In this case, the charge stored in the first capacitor 42 of the circuit of Fig. 4 and the charge stored in the first capacitor 42 of the circuit of Fig. 6 will be described with reference to the waveforms in Figs. 5A and 5B. Fig. 5A shows waveforms in the circuit of Fig. 4. In this connection, in the case where the high voltage V1 generated from the secondary side of the spark plug 26 at time t3 continues until time t4, the potential on the secondary side of the ignition coil 26 is applied through the first resistor 32, so that the potential V2 at the first capacitor 42 gradually increases and, in accordance with this, the charge C1 of the same capacitor also gradually increases.

Fig. 5B shows waveforms in the circuit of Fig. 6. In this connection, in the case where a high voltage V1 builds up at time t3 on the secondary side of the ignition coil 26, the potential V2 on the first capacitor 42 to which the high voltage V1 is immediately applied suddenly rises, thereafter gradually falls as a charge flow occurs through the first resistor 32, and falls, as indicated by the dashed line in the drawing, at the same time t4 as the high voltage V1 falls across the ignition coil 26. In this case, since a current flows through the diode 34, a potential of negative polarity is not caused. By the potential V2, the charge C1 of the first capacitor 42 is caused to gradually increase in the same manner as that shown in Fig. 5A, which is achieved by the circuit construction of Fig. 4.

That is, by the circuit construction shown in Fig. 6, the high voltage generated on the secondary side of the ignition coil 26 is stored in the first capacitor 42 according to the time constant circuit formed of the first capacitor 42 and the first resistor 32. Therefore, by adjusting the resistance value of the first resistor 32 and thereby limiting the amount of charge of the first capacitor 42, the voltage that the first capacitor 42 applies to the spark plug 52 that has completed its spark discharge can be set to a desired value.

Referring to Fig. 2, another embodiment of the invention will be described. In this embodiment, the same parts as those of the embodiment of Fig. 4 are designated by the same reference numerals, and a repeated description of them will be omitted for the sake of brevity.

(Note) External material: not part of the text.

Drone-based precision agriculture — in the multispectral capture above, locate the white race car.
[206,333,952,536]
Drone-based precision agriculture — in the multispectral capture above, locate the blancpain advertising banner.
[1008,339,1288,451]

In the embodiment of Fig. 4 described above, when a breakdown is caused at the diode 34, the high voltage induced at the ignition coil 26 is immediately applied to the first capacitor 42, so that a breakdown of the first capacitor 42 is possibly caused. In this case, if the second capacitor 42 is further short-circuited, the secondary side of the ignition coil 26 is short-circuited to bring the spark plug 52 on the positive side into a state of being unable to carry out a spark discharge. For this reason, in the embodiment of Fig. 4, it is necessary to control the breakdown voltage of the first capacitor 42 somewhat high. However, a capacitor having a high breakdown voltage is expensive and has a large volume. In any of the above-described embodiments for use in a double-ended distributorless ignition system, it is desirable to arrange the first resistor 32, the diode 34 and the first capacitor 42 within the ignition coil 26. However, if the volume of the first capacitor 42 becomes large, these elements can hardly be accommodated within the ignition coil.

On the other hand, in this embodiment of Fig. 7, a second resistor 36 is arranged between the first capacitor and the diode 34 so that even if the diode 34 is short-circuited, the high voltage induced on the secondary side of the ignition coil 26 is applied to the first capacitor 42 through the first resistor 32 and the second resistor 36 so that breakdown of the first capacitor 42 is not caused. Furthermore, the potential to be applied to the positive side spark plug 52 is maintained so that it becomes possible to continue the spark discharge. The resistance value of the second resistor 36 is desirably set to about 1 MΩ so that no obstacle is caused to the charge movement for detecting the ion discharge. Incidentally, in the embodiment of Fig. 7, the resistance value of the first resistor 32 is set to be within the range of 50 to 100 MΩ, the capacitance of the first capacitor 42 is set to be within the range of 200 to 300 picofarads, and the resistance value of the second resistor 36 is set to be within the range of 500 KΩ to 1 MΩ.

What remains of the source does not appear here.